Public cloud spending set to soar to $100bn by 2016
IDC predicts market will be worth $40bn at the end of 2012, with growth strongest in US and western Europe
Worldwide spending on public cloud services will surpass $100bn (£62bn) in 2016, according to new figures from IDC.
The analyst also predicts that by the end of this year, spending across the globe will reach $40bn as the market grows at five times the rate of the IT industry as a whole.
According to the Worldwide and Regional Public IT Cloud Services 2012-2016 Forecast, IDC predicts that IT cloud services will account for 16 per cent of IT revenue in applications, system infrastructure, platform-as-a-service, servers and basic storage by 2016.

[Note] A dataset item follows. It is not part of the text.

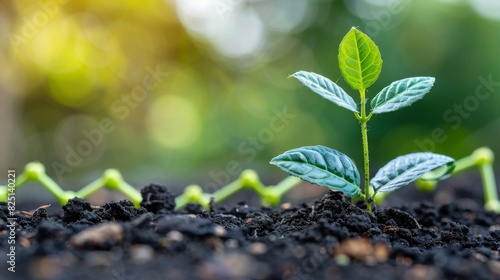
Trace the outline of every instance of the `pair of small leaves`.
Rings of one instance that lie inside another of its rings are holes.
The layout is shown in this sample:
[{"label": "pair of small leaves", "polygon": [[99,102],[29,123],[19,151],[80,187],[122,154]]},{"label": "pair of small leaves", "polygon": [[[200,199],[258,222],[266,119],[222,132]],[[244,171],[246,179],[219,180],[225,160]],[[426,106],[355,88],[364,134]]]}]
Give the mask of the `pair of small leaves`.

IDC, which defines public cloud as "an offering designed for, and commercially offered to, a largely unrestricted marketplace of potential users", predicts the US and western Europe will enjoy the most growth in the market.
Frank Gens, senior vice president and chief analyst at IDC, said: "The IT industry is in the midst of an important transformative period as companies invest in the technologies that will drive growth and innovation over the next two to three decades.
"By the end of the decade, IDC expects at least 80 per cent of the industry's growth, and enterprises' highest-value leverage of IT, will be driven by cloud services and the other third-platform technologies."